ROCKY MOUNTAIN COCONUT CAKE 
1 c. butter, softened
2 c. sugar
4 eggs
3 c. all-purpose flour
1 tbsp. baking powder
1/4 tsp. salt
1 c. milk
1 tsp. vanilla extract
Rocky Mountain Filling
1 c. grated coconut

Cream butter; gradually add sugar, beating well. Add eggs, one at a time, beating well after each addition.

Combine flour, baking powder and salt; add to creamed mixture alternately with milk, beginning and ending with flour mixture. Mix well after each addition. Stir in vanilla.

Pour batter into 3 greased and floured 9 inch round cake pans. Bake at 350 degrees for 25 minutes or until a wooden pick inserted in center comes out clean. Cool in pans 10 minutes; remove layers from pans and let cake cool completely. Spread Rocky Mountain Filling between layers and top with coconut. Yield: One 3 layer cake.

FILLING:

1 1/2 c. sugar
1/2 c. water
2 egg whites
2 1/2 c. grated coconut
2 c. chopped raisins
1 c. currants
1 c. chopped blanched almonds

Combine sugar and water in a heavy saucepan. Cook over medium heat, stirring frequently, until mixture comes to a boil and sugar is dissolved.

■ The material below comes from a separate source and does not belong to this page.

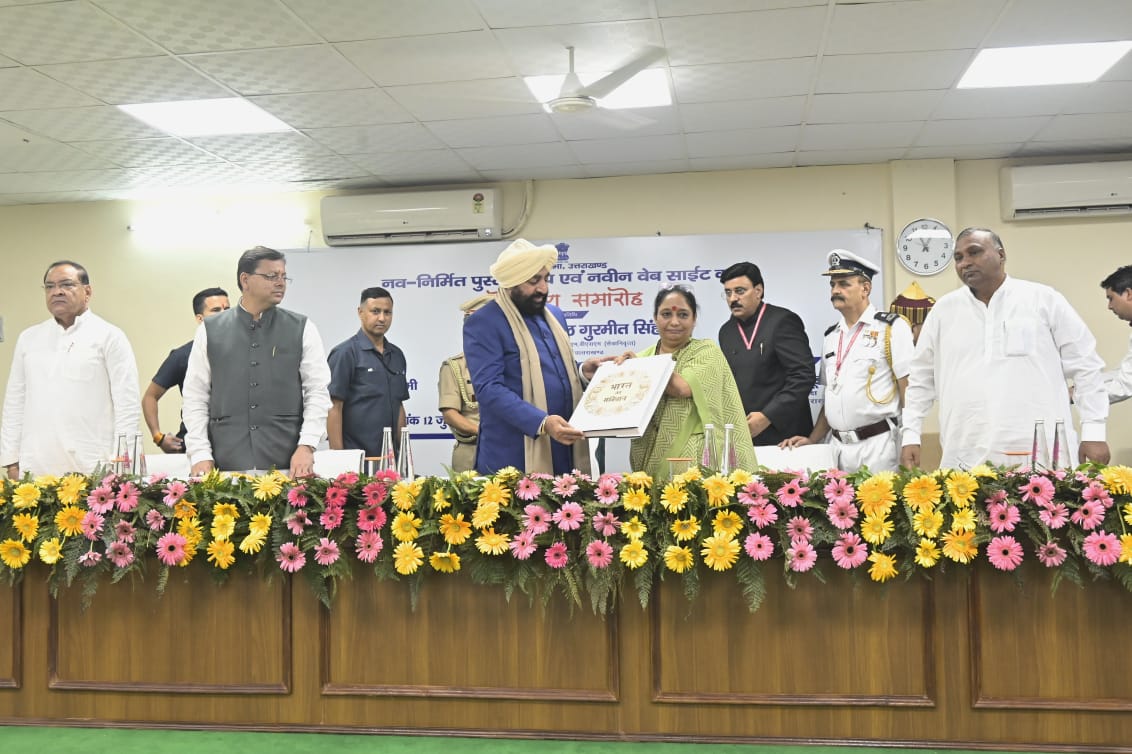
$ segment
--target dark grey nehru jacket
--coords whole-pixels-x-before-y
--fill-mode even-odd
[[[259,321],[233,307],[204,320],[212,390],[208,439],[222,471],[287,469],[303,423],[307,318],[268,309]]]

Beat egg whites (at room temperature) until foamy. While beating at medium speed of electric mixer, slowly pour hot syrup in a thin stream over egg whites. Turn mixer to high speed and continue beating until stiff peaks form and mixture is thick enough to spread. Stir in coconut, raisins, currants and almonds. Yield: Enough for one 3 layer cake.